Boy Scout: Has your bravery grown through the ages?
Lady Rizo: My bravery’s constantly grown. I hope it still does. I was so afraid to even move to New York. I had this idea about New York being this like thing that chewed you up and spit you out. Anywhere can chew you up and spit you out. I owe a lot to some people who were in New York in the early 90s who pulled me aside and said “Let me let you know a little bit about what's happened, what you missed.” I'm not at the end of my growth… you can feel sad about that… but I think that's one of the signs that I'm still alive.
Boy Scout: Anthony Bourdain’s wrenching “Parts Unknown” finale takes place in New York’s lower East Side where a good deal of your history resides. In that episode, Lydia Lunch says: “People were beautiful, doing things because they had to do it—not because of any other grand idea. Happiness was not the goal; satisfaction was the goal, as it still is. . . . We had to do something because we were burning; our blood was on fire.” Lunch made very clear that in the present day, she wastes no time pining for that bygone time—but Bourdain seemed a little more wistful. As a cultural revolutionary, are you ever wistful for an older, grittier New York?

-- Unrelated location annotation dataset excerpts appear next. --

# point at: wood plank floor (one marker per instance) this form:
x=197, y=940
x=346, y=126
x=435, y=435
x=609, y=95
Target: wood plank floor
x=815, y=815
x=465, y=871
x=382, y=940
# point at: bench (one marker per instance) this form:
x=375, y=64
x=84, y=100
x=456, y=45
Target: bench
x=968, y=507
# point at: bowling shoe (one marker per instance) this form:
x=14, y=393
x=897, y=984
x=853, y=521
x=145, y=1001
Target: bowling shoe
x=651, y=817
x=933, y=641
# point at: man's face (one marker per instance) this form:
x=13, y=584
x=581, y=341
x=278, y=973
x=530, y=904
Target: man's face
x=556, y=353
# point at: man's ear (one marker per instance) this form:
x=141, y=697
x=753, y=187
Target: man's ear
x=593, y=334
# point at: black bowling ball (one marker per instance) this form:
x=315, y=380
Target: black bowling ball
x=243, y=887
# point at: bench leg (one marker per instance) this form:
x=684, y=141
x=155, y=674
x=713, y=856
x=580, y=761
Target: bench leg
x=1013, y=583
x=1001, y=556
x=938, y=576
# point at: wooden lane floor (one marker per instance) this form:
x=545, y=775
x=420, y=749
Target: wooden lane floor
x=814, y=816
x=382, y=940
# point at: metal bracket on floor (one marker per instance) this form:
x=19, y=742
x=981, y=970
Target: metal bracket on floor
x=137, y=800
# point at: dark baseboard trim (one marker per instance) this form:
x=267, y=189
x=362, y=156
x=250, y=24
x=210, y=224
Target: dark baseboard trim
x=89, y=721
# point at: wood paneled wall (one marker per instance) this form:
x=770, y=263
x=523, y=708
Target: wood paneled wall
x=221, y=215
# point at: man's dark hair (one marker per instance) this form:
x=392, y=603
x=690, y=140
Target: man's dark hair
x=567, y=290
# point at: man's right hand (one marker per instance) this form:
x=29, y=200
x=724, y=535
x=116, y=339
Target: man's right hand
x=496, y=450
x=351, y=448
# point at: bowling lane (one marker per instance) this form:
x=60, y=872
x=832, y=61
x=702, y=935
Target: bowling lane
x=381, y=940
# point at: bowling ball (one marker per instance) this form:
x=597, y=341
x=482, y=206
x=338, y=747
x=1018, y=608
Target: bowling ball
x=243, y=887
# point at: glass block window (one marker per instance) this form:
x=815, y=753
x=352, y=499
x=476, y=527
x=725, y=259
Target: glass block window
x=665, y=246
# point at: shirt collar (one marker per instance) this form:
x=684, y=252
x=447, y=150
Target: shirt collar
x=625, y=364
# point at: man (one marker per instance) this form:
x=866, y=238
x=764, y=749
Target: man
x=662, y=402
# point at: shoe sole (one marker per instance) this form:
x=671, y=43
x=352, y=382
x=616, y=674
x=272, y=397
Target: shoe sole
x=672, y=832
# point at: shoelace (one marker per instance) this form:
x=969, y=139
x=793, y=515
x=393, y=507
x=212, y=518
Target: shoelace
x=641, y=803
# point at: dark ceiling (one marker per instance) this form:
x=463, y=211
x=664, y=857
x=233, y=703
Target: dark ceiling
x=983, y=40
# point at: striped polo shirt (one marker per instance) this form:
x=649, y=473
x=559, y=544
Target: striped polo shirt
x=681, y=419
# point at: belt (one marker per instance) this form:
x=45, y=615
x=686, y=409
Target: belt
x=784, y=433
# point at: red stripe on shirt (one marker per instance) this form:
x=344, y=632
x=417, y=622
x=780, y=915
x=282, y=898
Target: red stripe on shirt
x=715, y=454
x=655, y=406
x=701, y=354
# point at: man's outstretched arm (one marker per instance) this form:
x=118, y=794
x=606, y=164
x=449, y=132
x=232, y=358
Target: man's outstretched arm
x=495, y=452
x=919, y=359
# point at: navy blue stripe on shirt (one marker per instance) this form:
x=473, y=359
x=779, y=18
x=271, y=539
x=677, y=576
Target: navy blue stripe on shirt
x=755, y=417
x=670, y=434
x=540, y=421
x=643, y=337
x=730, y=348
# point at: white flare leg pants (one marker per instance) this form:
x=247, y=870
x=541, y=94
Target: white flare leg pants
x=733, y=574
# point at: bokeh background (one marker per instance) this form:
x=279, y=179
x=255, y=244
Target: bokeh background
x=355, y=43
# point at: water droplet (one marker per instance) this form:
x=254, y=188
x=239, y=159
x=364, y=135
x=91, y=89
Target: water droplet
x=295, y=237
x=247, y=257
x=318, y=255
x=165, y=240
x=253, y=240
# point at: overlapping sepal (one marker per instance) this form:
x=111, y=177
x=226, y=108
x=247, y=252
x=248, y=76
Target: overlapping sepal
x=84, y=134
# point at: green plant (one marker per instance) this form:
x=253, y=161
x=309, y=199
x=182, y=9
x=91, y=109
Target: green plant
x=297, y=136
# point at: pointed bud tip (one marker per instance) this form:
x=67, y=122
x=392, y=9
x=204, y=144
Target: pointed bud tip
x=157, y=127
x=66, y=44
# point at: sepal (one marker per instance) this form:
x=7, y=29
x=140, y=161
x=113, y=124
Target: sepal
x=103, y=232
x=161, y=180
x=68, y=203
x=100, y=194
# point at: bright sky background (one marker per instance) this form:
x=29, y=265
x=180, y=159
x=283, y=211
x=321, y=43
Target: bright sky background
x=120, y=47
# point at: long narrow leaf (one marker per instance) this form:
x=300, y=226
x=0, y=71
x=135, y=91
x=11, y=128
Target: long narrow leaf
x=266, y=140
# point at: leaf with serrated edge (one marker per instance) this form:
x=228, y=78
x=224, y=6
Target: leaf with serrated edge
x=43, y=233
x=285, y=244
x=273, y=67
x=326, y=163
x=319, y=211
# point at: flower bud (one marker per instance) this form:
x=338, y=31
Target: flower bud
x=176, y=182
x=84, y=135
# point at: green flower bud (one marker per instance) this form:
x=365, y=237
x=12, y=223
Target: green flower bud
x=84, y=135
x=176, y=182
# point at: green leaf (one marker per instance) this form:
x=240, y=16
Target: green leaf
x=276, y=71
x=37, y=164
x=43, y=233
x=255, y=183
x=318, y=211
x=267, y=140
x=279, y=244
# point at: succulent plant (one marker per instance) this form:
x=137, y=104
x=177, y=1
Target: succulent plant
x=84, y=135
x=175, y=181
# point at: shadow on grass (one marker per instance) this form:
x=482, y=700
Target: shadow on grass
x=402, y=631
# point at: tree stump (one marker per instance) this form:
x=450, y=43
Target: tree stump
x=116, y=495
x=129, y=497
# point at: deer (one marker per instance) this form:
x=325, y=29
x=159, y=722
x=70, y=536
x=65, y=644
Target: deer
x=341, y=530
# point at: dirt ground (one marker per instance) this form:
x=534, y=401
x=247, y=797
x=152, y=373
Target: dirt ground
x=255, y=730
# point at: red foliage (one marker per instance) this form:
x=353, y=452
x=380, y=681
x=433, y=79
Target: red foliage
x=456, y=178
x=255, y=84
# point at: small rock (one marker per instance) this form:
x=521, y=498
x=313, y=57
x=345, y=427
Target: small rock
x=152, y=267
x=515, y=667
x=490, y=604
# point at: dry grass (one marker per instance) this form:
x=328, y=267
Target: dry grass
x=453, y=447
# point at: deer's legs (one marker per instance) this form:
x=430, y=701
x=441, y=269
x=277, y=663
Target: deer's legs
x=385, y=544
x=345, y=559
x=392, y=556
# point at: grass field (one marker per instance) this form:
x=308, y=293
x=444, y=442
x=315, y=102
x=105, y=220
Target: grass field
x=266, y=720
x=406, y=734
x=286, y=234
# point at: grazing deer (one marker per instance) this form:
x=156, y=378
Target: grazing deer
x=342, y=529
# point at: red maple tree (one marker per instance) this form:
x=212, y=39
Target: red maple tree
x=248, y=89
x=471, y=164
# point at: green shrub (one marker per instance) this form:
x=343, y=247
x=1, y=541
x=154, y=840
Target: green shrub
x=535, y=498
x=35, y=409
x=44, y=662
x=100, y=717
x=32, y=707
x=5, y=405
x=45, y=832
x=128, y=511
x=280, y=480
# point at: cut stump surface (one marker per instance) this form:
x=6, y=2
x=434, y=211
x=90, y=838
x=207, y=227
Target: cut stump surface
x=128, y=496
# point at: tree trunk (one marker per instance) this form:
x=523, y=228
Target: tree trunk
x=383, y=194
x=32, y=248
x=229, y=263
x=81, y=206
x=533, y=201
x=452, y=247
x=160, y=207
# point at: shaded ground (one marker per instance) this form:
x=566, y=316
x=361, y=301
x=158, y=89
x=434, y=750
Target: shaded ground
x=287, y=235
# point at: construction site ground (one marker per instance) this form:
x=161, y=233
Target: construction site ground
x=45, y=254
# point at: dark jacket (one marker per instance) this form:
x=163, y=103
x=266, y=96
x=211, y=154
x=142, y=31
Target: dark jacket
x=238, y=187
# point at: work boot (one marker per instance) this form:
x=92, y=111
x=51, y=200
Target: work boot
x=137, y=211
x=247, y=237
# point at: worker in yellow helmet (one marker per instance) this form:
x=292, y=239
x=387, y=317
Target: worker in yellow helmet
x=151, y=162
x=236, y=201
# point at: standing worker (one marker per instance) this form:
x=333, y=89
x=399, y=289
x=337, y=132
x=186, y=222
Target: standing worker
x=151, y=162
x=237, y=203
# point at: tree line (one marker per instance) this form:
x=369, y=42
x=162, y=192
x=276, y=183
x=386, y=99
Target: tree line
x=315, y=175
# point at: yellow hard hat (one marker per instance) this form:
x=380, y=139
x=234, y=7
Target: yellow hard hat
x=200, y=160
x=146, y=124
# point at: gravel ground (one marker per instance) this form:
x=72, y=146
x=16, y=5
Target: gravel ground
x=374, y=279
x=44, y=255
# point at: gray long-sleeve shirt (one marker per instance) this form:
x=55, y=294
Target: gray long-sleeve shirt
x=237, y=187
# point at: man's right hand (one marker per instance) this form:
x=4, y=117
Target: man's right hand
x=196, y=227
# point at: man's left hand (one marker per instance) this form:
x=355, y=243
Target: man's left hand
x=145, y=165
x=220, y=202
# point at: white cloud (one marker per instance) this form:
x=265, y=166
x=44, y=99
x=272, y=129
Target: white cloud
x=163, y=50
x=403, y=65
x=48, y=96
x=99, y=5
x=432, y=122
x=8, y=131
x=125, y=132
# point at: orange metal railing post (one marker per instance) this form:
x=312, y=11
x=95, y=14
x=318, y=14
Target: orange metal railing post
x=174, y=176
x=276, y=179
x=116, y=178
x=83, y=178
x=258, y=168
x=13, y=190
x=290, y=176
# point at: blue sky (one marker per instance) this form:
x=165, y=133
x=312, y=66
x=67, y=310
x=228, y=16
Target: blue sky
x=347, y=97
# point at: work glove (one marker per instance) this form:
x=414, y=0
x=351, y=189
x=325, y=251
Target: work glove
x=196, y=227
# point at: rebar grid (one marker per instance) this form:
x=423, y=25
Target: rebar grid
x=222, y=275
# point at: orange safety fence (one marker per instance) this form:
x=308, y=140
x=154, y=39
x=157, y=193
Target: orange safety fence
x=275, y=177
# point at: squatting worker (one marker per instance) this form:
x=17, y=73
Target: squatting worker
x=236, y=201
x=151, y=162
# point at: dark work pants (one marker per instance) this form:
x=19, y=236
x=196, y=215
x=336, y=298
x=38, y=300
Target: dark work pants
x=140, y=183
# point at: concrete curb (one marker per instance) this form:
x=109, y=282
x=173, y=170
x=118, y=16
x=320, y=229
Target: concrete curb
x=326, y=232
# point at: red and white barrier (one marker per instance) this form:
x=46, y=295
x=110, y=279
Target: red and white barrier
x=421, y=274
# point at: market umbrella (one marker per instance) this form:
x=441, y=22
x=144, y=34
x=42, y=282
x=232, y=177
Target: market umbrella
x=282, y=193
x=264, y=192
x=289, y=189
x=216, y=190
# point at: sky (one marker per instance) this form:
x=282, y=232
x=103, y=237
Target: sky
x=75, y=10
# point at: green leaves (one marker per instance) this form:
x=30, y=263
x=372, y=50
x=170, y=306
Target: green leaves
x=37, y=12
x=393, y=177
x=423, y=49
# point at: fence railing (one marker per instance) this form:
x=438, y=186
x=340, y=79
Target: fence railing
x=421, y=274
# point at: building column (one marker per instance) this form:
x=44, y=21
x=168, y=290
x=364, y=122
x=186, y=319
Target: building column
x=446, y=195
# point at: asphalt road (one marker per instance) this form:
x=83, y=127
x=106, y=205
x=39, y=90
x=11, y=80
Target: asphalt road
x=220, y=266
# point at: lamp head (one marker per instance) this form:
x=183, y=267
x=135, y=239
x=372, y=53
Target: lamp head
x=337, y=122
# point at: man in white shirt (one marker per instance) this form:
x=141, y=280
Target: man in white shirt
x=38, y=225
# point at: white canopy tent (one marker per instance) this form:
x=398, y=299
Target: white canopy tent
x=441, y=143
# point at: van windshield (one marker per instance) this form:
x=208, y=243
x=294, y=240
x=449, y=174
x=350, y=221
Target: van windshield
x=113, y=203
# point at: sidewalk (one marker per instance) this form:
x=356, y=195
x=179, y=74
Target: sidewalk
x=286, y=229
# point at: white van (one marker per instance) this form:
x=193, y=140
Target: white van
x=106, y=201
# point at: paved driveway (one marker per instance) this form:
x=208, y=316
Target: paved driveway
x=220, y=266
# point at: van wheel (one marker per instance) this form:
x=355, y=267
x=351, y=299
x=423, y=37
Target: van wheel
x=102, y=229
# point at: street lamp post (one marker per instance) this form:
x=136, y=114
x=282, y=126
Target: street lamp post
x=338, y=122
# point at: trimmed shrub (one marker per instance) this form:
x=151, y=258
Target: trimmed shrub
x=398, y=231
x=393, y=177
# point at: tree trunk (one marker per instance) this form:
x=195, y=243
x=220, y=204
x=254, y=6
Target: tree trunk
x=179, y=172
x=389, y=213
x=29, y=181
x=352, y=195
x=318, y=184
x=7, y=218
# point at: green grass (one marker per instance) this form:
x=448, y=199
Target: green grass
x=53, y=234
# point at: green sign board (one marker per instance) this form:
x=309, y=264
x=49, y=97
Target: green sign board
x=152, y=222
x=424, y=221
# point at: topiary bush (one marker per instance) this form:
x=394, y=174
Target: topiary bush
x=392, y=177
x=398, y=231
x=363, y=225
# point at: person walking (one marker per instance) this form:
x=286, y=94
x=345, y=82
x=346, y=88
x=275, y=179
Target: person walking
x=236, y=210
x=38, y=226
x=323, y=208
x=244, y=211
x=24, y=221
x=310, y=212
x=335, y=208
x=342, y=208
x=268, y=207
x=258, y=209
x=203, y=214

Lady Rizo: Trumpet player that I worked with once… when I told him that a friend told me that “New York was dead” he said; “Yeah, a guy said that to me in 1963, too.” So, I think that every decade is a chance for us to mourn something about the last time. I am fearful about greed taking over. Mainly because I'm sad that our government doesn't prize the artistic legacy of New York with people who have a lower income. That's what makes me sad. Obviously, real estate money goes into politician’s pockets so easily. So, they don't put caps on how much land can be sold for… and there's not a clear kind of protection in their minds for the artistic legacy of New York to continue.
Boy Scout: What is your greatest fear?
Lady Rizo: My greatest fear before I had a child was that I would lose my ambition. Right now, my greatest fear is that I'll let fear dictate any of my life choices.
Boy Scout: How would you like to be remembered?
Lady Rizo: I'd like to be remembered as a broad. A wild, loud, broad who owned her own sensuality in a way that renewed everyone's soul.